Greetings. I just got my first puppy... his name is Rufus. He's a 10 week old lab-shepherd mix. He's SO cute, and I'm doing my best to raise him, but I'm concerned about his eating....

I purchased Canidae dry dog food from the shelter because that's what they told me they had been feeding him and I wanted to stay consistent. The back of the bag says to feed a dog his age/weight .5-1.5 cups. What it doesn't specify is whether this is the amount he should be eating per day or per meal. 

I usually put 1 cup in his bowl and feed him at 6am, 12:30pm, and 6pm. Sometimes he'll eat the majority of food in his bowl, but usually he just picks at it for a bit and walks away with about .7 of cup remaining. 

I wonder if perhaps he's just not that hungry, however, my roomate has a dog, and Rufus LOVES her food. Whenever the other dog's food is out Rufus charges at the food bowl and gobbles it up! He's never shown that kind of interest in his own food. 

He doesn't look too thin, but I'm very concerned that he's not eating enough. I'm concerned that he's really hungry, but dislikes his food. The excitement that he shows over the other dog's food leads me to believe that he might still be really hungry even after his own meals are provided and then ignored. 

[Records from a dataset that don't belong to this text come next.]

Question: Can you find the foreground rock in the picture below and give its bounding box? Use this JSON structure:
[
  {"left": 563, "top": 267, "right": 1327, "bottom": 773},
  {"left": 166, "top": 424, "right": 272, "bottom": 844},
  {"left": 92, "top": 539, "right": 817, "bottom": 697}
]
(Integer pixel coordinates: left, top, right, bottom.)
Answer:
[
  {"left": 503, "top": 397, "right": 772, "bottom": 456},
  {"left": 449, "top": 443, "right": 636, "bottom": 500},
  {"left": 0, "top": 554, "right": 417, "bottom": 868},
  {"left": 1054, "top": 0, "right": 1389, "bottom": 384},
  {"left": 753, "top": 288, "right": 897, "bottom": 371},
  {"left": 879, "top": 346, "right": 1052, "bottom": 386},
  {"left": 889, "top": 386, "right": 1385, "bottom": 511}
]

I'm really not sure what to do. Do I try feeding him a different brand of food? 
Perhaps I'm worrying excessively, but I care deeply for him and his health.

Thanks for the help


----------



## Cheetah (May 25, 2006)

I used to feed Canidae. The instructions on the back of the bag are per day. Your pup will show excitement over any food that's not his, because it's different.


----------



## RufusRocks (May 1, 2009)

Thanks, that's good to know. But I really cant stress enough the level of fervor and pure passion for this other dog's food. I wish he would show that type of interest in his own food.

When I feed him, he'll pick at it for a bit. Then when he stops, I have to keep pointing at it and reminding him to eat. Sometimes I'll pick some up in my hand, let him smell it in my hand and then drop it back in the bowl. I have to do this several times in order for him to put a dent in his food.


----------



## skelaki (Nov 9, 2006)

You are on the right path to having a spoiled, fussy eater. Just put the food down for 20 minutes (max). At the end of that time, pick up anything the pup has not eaten yet and put it away until the next meal (refrigerate if you feed any canned or meat with the kibble). At the next meal, put the same food down again. Do not try to make up for whatever he didn't eat before. Again, give the same limited time to eat. And again, pick up the food and put it away until the next meal if he doesn't fininsh it. No healthy dog/pup will starve itself. He'll eat when he gets hungry enough.

You can add just enough to make *one* meal's worth, but no more than that. If you stick to your guns and don't give in to him, he'll eat when he's ready. Believe me, this will be harder on you than on the puppy.


----------



## Pickleisaminidaschi (Jun 25, 2008)

Most dog foods show what food to feed per day. When he gets older you could just fill up his bowl and leave it there until it's gone if they have no problems with over eating or under eating. 
He gets excited about food that isn't his because it's something new. I switch up my dog's food sometimes so they don't have to eat the same thing every day. If he is starving he'd eat any dog food. Don't worry. He sounds very healthy to me.


----------



## Mdawn (Mar 3, 2007)

skelaki said:


> Believe me, this will be harder on you than on the puppy.


This reminds me of Uallis...and its SO true.  He's a fussy eater and a lot of times will dump his food out of his bowl, refusing to eat. I've tried what you suggested but Uallis's will and determination is much greater than mine...lol I'll cave after a day of him not eating...it never fails. The dog has me wrapped around his paw...


----------